A study of the effects of synthetic detergents and wetting agents on respiration and glycolysis of Gram-positive and Gram-negative microorganisms has led to the following conclusions.
1. All the cationic detergents studied are very effective inhibitors of bacterial metabolism at 1:3000 concentration, and several are equally active at 1:30,000. Few of the anionic detergents inhibit as effectively as the cationic compounds.
2. Gram-positive and Gram-negative microorganisms are equally sensitive to the action of the cationic detergents. On the other hand, all the anionic detergents included in our studies selectively inhibit the metabolism of Gram-positive microorganisms.
3. The inhibitory action of both types of detergents is influenced markedly by hydrogen ion concentration. Cationic detergents exhibit their maximum activity in the alkaline pH range, and the anionic, in the acid range.

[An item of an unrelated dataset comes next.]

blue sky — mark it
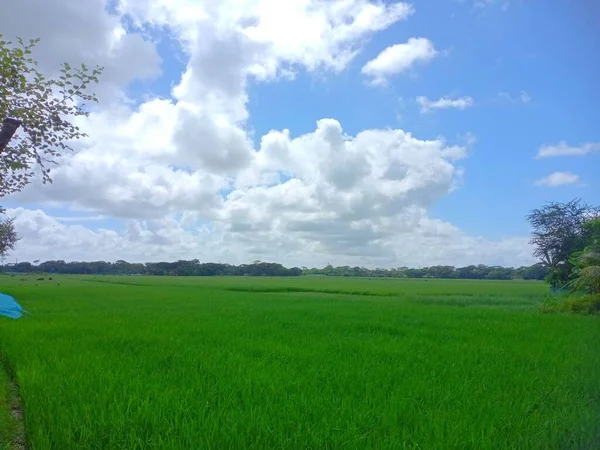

4. Studies of homologous series of straight chain alkyl sulfates and sulfoacetates (C8 to C18) demonstrate that maximum inhibition is exerted by the 12, 14, and 16 carbon compounds (lauryl, myristyl, and cetyl).
5. It has been observed that three lauryl esters of amino acids are powerful inhibitors of bacterial metabolism. To our knowledge, the effects on bacterial metabolism of such cationic detergents (without the quaternary ammonium structure) have not been studied previously. Our results demonstrate that other cationic detergents can exhibit an inhibitory activity comparable to quaternary ammonium compounds.
6. Certain detergents stimulate bacterial metabolism at concentrations lower than the inhibiting values. This effect has been found more frequently among the anionic detergents.